Find out more about the Frontier supercomputer here (Frontier, ORLN site) and here: Frontier User Guide (Docs, ORLN).

***

Newborn chickens and transformers have a lot in common:
…Vision Transformers are a lot more efficient than you think…
Researchers with Indiana University Bloomington have done a neat study where they compare how well a transformer-based computer vision system can learn basic object recognition skills compared to newborn chicks. The results show a surprising convergence between the biological system (the chick) and the digital (the vision transformer), suggesting that transformers are more efficient at learning visual representations than people think (or biological beings are more inefficient than we’d assumed).

What they did - experimental design: The key here is that they tried to give their chicks and the transformer the same basic experience. Specifically, the “chicks were hatched in darkness, then raised singly in automated controlled-rearing chambers that measured each chick’s behavior continuously (24/7) during the first two weeks of life. The chambers were equipped with two display walls (LCD monitors) for displaying object stimuli.”
   In the first week, they displayed a variety of different views of a single object on one of the walls of the chicks’ chamber. In second week, they tested out how well chicks cold regonize the object “across novel viewpoint changes”.
   They then replicated this experience for the vision transformer - they built a perfect replica of the chick chamber in a game engine, then gathered data via a first-person viewpoint. “ The agent received visual input (64×64 pixel resolution images) through a forward-facing camera attached to its head. The agent could move forward or backward and rotate left or right. The agent could also move its head along the three axes of rotation (tilt, yaw, and roll) to self-augment the data akin to newborn chicks. We collected 80,000 images from each of the four rearing conditions presented to the chicks. We sampled the images at a rate of 10 frames/s.“
   They then tested out both the vision transformer and the chicks on their ability to recognize the object. This is a really interesting experiment because it lets you do a very disciplined ‘head to head’ comparison of how well a biological brain learns as opposed to a digital one.

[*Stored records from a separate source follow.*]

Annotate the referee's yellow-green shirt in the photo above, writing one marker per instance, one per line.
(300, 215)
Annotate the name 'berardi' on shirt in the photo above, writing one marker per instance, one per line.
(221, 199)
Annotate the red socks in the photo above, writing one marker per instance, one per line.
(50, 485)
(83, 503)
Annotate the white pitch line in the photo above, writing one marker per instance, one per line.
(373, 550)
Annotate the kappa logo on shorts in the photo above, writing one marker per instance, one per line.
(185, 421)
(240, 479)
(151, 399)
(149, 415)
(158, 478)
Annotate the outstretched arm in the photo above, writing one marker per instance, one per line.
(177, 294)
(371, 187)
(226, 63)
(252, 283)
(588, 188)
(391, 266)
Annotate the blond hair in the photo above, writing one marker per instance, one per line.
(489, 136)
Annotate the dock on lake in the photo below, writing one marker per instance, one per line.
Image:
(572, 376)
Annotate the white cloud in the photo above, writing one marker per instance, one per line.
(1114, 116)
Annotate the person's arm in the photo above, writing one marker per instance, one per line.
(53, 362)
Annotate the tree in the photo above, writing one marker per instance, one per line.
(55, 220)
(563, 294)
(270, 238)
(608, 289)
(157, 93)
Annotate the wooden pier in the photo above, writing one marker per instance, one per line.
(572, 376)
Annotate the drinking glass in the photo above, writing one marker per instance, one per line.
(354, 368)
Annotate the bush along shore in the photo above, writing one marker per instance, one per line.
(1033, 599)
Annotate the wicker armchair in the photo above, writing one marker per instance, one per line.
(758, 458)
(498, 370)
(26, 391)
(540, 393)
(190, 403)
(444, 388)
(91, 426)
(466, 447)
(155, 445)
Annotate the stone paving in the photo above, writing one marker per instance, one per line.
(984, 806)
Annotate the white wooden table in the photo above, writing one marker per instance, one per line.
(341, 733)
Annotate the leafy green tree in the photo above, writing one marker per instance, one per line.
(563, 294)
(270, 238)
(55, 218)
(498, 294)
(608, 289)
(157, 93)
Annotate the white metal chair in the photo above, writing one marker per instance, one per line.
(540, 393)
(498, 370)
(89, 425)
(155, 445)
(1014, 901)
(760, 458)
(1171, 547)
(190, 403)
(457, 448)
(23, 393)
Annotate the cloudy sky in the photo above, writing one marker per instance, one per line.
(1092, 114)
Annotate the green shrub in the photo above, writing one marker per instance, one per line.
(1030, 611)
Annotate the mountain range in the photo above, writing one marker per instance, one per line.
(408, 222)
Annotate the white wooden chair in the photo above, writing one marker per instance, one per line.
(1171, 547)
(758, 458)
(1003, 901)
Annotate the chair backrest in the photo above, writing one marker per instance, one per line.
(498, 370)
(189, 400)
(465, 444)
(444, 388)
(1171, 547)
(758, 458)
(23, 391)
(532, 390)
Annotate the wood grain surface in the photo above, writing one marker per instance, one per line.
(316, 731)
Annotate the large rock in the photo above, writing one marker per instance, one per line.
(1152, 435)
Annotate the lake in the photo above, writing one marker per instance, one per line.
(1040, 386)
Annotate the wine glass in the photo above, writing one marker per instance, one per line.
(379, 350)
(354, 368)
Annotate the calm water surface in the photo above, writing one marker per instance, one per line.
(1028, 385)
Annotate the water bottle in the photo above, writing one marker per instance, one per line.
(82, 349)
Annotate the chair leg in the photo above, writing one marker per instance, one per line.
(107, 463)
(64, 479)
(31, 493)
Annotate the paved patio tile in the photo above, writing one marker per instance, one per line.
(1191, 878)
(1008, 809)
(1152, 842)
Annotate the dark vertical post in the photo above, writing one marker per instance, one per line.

The results are both surprising and humbling: In tests, they found that “all of the ViT-CoTs performed on par or better than chicks when the linear classifiers were trained on 11 viewpoint ranges”. Additionally, they “observed nearly identical patterns of improvement across the small, medium, and large architecture sizes, indicating that larger ViT-CoTs were not more data hungry than smaller ViT-CoTs… Our results show that—for the case of object recognition—a generic learning system (with no hardcoded knowledge of objects or space) is sufficient to learn view-invariant object representations“.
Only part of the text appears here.